Bernard Vincent, giustamente, non fa una storia di battaglia della guerra civile (1861-1865) e preferisce fare un'analisi globale del conflitto o soffermarsi su alcuni eventi chiave come la defezione di Robert E. Lee. Questa prima guerra moderna, che doveva essere breve, fu la più mortale nella storia americana e per molti versi preannuncia quella imminente in Europa. Sviluppò anche vari episodi in cui Lincoln dovette affermarsi contro le politiche (in particolare contro il Segretario di Stato William Henry Seward) ma soprattutto contro ufficiali militari che prendevano iniziative che potevano nuocere ai suoi obiettivi, alla sua politica e si opponeva alle sue idee. I suoi rapporti con i militari erano a volte conflittuali per ragioni più o meno giustificate perché la guerra non si è conclusa abbastanza rapidamente secondo lui. Alla fine, nonostante questi elementi, l'azione diretta di Abraham Lincoln sembra svanire un po 'a favore di una storia chiara e di successo del conflitto. L'episodio dell'assassinio di Lincoln così come i tentativi falliti contro Henry Seward e Andrew Johnson sono ovviamente completamente coperti alla fine del libro.

La biografia non si sofferma solo sul presidente americano, molte pagine sono dedicate a un punto particolare della storia o della cultura americana (come "Manifest Destiny" o il funzionamento delle elezioni presidenziali) o alla sua famiglia . La vita di sua moglie e le sue nevrosi sono discusse a lungo nel libro, anche dopo l'assassinio.
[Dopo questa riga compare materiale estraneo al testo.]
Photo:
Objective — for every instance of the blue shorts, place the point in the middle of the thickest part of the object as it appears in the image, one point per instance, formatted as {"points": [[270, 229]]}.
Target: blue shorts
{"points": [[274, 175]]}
Queste pagine possono irritare alcuni lettori che avrebbero preferito che altri argomenti fossero stati approfonditi.

Alla fine, il libro è molto riuscito, chiaro, accessibile e preciso e colma un'evidente mancanza. L'indice molto dettagliato alla fine del volume e le numerose note consentono di arricchire la lettura e facilitare ulteriori ricerche. Accogliamo con favore anche la presenza di illustrazioni a colori al centro del libro. Nonostante alcune piccole riserve, questa biografia è altamente raccomandata per scoprire questa straordinaria personalità che ha affascinato i suoi contemporanei durante la sua vita, come Victor Hugo o Karl Marx.

Lincoln L'uomo che ha salvato gli Stati Uniti, di Bernard Vincent. Archipoche, 2015.